JAPAN and China holds the potential to be the strongest source market for Singapore during the Great Singapore Sale (GSS) period, which comes to a close this weekend, according to findings by market research consultancy Kadence Singapore.
Respondents from Japan and China indicated they were “highly likely” to fly to Singapore during the period. The two markets also showed greatest awareness, with 85 per cent and 84 per cent of people, respectively, indicating their knowledge of the retail event.
Explaining the findings, Patrick Young, Kadence Singapore’s insight director said that the Japanese are more avid travellers in general. The fact that many airlines ply between Japan and Singapore also contributed to the result.
Additionally, the price of airfares may also be factored in seeing as travellers for the GSS are likely to be deal-savvy individuals. This means the availability of low-cost flights could also affect traveller decision making processes.
The appointment of UnionPay as the official card for this year’s GSS shows that the Singapore Retailers Association, organisers of the event, are stepping up efforts to lure more Chinese shoppers to the city-state as well.
However, the retail scene in Singapore has been sluggish, with year-on-year retail sales figures for June, the month when the GSS usually begins, being on the decline over the past two years, according to Singapore’s Department of Statistics.
Retail business outlook is also dim.
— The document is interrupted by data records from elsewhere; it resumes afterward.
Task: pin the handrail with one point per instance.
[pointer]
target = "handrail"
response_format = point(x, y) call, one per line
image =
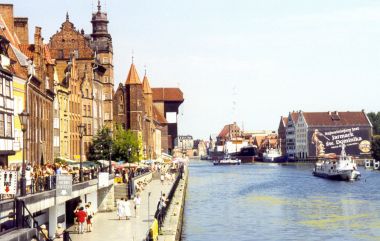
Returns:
point(35, 223)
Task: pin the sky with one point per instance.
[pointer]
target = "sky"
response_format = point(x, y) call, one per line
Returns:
point(244, 61)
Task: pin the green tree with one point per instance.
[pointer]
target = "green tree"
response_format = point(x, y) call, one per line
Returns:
point(126, 145)
point(375, 120)
point(101, 146)
point(375, 146)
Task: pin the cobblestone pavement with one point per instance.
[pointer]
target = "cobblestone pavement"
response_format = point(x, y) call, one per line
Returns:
point(108, 227)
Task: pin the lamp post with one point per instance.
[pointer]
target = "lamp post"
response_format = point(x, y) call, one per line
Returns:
point(24, 125)
point(82, 129)
point(109, 166)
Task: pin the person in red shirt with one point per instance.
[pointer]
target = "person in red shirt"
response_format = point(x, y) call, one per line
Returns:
point(81, 218)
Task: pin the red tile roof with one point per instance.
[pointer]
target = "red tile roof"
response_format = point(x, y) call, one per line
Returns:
point(335, 118)
point(158, 117)
point(133, 77)
point(167, 94)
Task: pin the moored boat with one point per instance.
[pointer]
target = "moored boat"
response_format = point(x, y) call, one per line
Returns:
point(227, 161)
point(344, 168)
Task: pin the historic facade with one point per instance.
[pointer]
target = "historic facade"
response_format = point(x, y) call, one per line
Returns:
point(39, 100)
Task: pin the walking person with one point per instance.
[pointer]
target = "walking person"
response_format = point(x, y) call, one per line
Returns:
point(137, 202)
point(90, 215)
point(127, 208)
point(81, 218)
point(121, 208)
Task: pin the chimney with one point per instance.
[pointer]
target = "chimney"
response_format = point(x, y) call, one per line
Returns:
point(22, 30)
point(6, 11)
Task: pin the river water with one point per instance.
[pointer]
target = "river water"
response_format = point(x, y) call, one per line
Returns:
point(278, 202)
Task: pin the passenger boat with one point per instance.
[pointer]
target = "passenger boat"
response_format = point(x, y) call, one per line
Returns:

While the July-December period is expected to see an improvement of 7 per cent over the April-September period in terms of net weighted balance, the July-December period is predicted to see a sector performance of negative 8 per cent compared to the same time last year.
Young suggests taking into account “certain nuances between the countries” so that brands taking part in the GSS can better cater to individual markets and thus boost their allure.
“For the Japanese there is a big focus on omiyage, which is a culture of taking home a souvenir for friends and family. So how much is the GSS tailored to these small but significant items that the Japanese will buy?”
“It’s not so much tying in with UnionPay or a similar brand, it’s more about having in your portfolio products which can relate to that market,” he added.
Young also cited the upcoming Singapore Grand Prix as a good example of how an event is able to better lure visitors by going beyond its core demographic.
The annual racing event attracts not just sporting fans but a large number of international visitors by staging concerts, parties and family activities. The GSS could do something similar to lure arrivals beyond shoppers alone.
“What else can we do to broaden the GSS beyond sales?” he said.
GSS 2016 runs for 10 weeks from June 3 to August 14 this year, the longest sale period for the annual event to date.